The Saratov Department of the Ministry of Internal Affairs notified the family about the cancellation of Mahammadiev's admission to Russian citizenship. The document was signed on April 17, 2020 by the head of the department Alexei Zelepukin. The formal reason is the ridiculous verdict on the recognition of the peaceful law-abiding Felix Makhammadiyev guilty under Article 282.2 of the Criminal Code of the Russian Federation only because of his religion.
Felix Makhammadiev was born into a family of law enforcement officers in Uzbekistan. As a minor, he moved to Saratov with his mother. Here Felix became a citizen of Russia - this is his only citizenship. Here Felix started a family with a Russian citizen Evgenia Lagunova.
The right to a nationality is fundamental and is enshrined in the Universal Declaration of Human Rights. "States should take measures to prevent statelessness by granting their citizenship to persons who would otherwise be stateless," the website of the Office of the UN High Commissioner for Human Rights says.

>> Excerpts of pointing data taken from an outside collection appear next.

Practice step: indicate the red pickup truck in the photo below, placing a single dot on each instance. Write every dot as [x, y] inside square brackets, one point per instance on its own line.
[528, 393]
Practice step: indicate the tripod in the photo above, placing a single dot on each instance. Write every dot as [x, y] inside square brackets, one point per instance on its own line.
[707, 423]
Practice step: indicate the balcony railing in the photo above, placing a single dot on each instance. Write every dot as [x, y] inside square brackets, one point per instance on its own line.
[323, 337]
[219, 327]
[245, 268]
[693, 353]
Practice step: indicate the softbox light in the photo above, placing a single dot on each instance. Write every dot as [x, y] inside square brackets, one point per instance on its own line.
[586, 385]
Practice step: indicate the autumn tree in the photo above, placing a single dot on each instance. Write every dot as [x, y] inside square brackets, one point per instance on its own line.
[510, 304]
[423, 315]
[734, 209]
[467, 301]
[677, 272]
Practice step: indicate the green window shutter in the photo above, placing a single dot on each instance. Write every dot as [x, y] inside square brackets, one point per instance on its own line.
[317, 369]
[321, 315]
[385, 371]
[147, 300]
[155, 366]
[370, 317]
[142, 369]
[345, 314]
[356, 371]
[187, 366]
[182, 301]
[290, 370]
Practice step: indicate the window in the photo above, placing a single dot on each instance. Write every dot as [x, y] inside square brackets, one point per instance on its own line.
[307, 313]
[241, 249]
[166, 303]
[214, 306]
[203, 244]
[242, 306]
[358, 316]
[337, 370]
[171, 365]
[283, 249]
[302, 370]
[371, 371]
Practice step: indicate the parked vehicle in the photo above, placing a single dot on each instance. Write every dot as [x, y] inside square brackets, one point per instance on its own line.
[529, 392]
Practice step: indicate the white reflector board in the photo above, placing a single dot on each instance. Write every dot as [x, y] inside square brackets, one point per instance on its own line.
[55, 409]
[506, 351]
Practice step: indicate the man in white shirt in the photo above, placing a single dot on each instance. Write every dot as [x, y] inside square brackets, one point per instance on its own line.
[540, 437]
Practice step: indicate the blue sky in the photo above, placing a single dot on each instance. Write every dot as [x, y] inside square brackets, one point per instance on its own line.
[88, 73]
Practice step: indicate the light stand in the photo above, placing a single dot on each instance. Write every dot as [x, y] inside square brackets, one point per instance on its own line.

"It's a shock for Felix and me. After he was informed of the decision, he could not come to his senses for several minutes," Evgenia Lagunova said anxiously after a telephone conversation with her husband.- Now there is continuous uncertainty: how will this decision affect the future of our family? Will Felix be able to stay in the country after his release, or will we be separated again for a long time?"
"Felix Makhammadiev had not yet had time to recover from the beatings in the colony and urgent surgery, as another blow followed," said Yaroslav Sivulsky, a representative of the European Association of Jehovah's Witnesses, "The termination of his citizenship after 18 years of law-abiding residence in Russia is a direct result of unfair criminal prosecution for his religious beliefs."
"Entire families of our fellow believers abandon everything and, in order to save their children, flee abroad to ask for political asylum," the wives of citizens arrested for their faith wrote in a collective letter. Refugees are active civilians of various professions who paid taxes, supporting the economy. "If earlier it was about the fact that Russia is not trying to keep them, now it simply expels them on religious grounds. Moreover, this is happening despite the official position of the president, who was perplexed about the persecution of Jehovah's Witnesses," notes Yaroslav Sivulsky.
The vague wording of Russian legislation on extremism has been the subject of criticism by legal scholars and human rights activists both in Russia and abroad. According to experts, the term “extremism” is inapplicable to the activities of Jehovah's Witnesses, and their persecution must be stopped immediately.